OSB Vs. Plywood: How To Know Which Subfloor To Choose

Choosing between plywood or OSB for the subfloor of your home project comes down to three questions. What is your budget? What kind of use will the floor see? What is the environment like? Before we break down each question, let's establish what a subfloor is and why it matters.

A trio of materials makes up the flooring of your home. There's the subfloor which is most often constructed of plywood or OSB, a softer material used as protection called the underlayment, and then the flooring itself. The subfloor is the base of this trio, making its structure vitally important to the longevity of your floors.

Though the two have their own strengths and weaknesses, plywood and OSB are both sturdy options for a subfloor. For some, picking one over the other may simply come down to budget. OSB is significantly cheaper than plywood. Using plywood in a small area may not bust the bank, but your price point will extend greatly if you do a complete build or renovation with it.

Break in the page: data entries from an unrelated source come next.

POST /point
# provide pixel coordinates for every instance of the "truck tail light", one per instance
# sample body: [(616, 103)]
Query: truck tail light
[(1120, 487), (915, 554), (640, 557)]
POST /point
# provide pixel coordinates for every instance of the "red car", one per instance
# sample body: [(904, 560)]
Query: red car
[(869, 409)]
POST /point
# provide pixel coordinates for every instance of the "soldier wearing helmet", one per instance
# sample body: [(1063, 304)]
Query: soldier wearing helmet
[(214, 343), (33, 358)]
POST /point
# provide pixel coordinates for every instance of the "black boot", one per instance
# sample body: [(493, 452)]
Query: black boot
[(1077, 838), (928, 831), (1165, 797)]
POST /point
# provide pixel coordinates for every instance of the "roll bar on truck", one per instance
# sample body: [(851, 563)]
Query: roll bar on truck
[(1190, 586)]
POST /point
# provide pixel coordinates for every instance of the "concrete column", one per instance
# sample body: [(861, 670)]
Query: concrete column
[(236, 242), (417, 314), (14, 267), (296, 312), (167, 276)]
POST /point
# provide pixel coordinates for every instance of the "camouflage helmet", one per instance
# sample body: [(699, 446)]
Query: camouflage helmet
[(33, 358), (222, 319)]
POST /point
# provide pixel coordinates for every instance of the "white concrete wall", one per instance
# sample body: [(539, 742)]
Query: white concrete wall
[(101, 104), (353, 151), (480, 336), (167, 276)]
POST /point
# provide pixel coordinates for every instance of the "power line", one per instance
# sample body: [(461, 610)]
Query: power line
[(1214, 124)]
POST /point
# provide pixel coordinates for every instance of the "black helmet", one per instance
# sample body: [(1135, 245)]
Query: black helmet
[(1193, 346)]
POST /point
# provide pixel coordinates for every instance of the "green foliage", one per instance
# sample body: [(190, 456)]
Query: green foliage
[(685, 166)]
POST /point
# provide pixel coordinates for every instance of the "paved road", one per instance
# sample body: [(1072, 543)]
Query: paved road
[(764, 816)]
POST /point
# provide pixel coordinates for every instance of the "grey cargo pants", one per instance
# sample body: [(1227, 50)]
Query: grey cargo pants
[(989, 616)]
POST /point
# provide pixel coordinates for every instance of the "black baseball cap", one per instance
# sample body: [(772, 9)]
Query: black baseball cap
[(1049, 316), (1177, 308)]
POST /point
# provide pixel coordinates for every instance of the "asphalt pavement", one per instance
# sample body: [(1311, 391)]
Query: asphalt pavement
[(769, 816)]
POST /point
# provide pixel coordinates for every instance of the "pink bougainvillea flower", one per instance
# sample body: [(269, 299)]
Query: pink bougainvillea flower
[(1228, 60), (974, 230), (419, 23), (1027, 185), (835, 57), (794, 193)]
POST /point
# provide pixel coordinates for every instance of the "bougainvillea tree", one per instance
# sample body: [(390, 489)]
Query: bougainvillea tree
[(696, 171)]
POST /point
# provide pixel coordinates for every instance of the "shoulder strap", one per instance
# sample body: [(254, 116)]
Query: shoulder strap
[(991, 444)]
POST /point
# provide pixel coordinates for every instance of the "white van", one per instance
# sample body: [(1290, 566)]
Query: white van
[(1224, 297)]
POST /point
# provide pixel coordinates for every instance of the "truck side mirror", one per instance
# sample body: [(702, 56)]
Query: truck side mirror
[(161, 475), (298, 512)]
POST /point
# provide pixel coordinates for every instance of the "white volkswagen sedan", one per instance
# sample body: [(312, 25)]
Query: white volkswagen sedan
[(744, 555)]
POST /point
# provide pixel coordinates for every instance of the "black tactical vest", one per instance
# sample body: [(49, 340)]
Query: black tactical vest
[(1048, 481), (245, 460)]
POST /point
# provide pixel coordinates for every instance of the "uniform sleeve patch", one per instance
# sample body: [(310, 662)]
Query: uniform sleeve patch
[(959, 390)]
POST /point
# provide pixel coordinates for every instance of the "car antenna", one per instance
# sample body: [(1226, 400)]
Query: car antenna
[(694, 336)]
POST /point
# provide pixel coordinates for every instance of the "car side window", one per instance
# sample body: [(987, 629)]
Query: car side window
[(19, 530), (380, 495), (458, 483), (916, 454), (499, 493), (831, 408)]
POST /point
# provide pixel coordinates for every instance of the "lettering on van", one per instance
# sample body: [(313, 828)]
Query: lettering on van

Uses and environment for OSB and plywood

If budget is not a concern and you simply want to choose the best product, it's time to consider the use of the floor and its environment. Plywood is typically stronger and more durable than OSB because of how it's made. As the name might imply, plywood is several layers of adjacent wood fused together with an adhesive. The grains of wood are aligned at a 90-degree angle. These angles help strengthen the board and make it more durable.

The small pieces of wood that make up OSB, or oriented strand board, have no kind of uniformity, which docks its strength and makes it more susceptible to cracking under heavy pressure. The true benefit of OSB, outside of budget, lies in its pliability. It cuts and molds much easier than plywood. OSB is also denser than plywood, and you can buy it in larger sheets which can cut down on labor.

OSB and plywood differ greatly when it comes to water exposure, too. Though OSB resists water better than plywood, it actually reacts worse to prolonged wetness. When plywood gets wet, it will absorb and expel that water quickly before returning back to its original shape. OSB won't absorb water nearly as fast and won't dry quickly, either. As that water sits, the edges of an OSB board will swell to the point that likely will not reverse.

When to replace your home's subfloor

If you take time to consider use and environment, a well-constructed subfloor of either OSB or plywood could very well last a lifetime. In fact, once the top layer goes on, subflooring can often go out of sight and out of mind. If trouble does start brewing under the surface, you'll likely see a sign or two.

When your home's subfloor needs replacing, your floor may start speaking to you, literally. Loud squeaks can indicate the subfloor and its support beams have separated. This separation allows the floor to ebb up and down, rubbing against the nails underneath and producing an annoying squeak.

If your subfloor becomes water-damaged, signs for help will come in the form of odor. A musty smell may indicate the growth of mold or mildew. This is a problem that will need to be addressed quickly. Other indications your subfloor needs to be replaced include cracking tiles, cupping hardwood, and soft spots.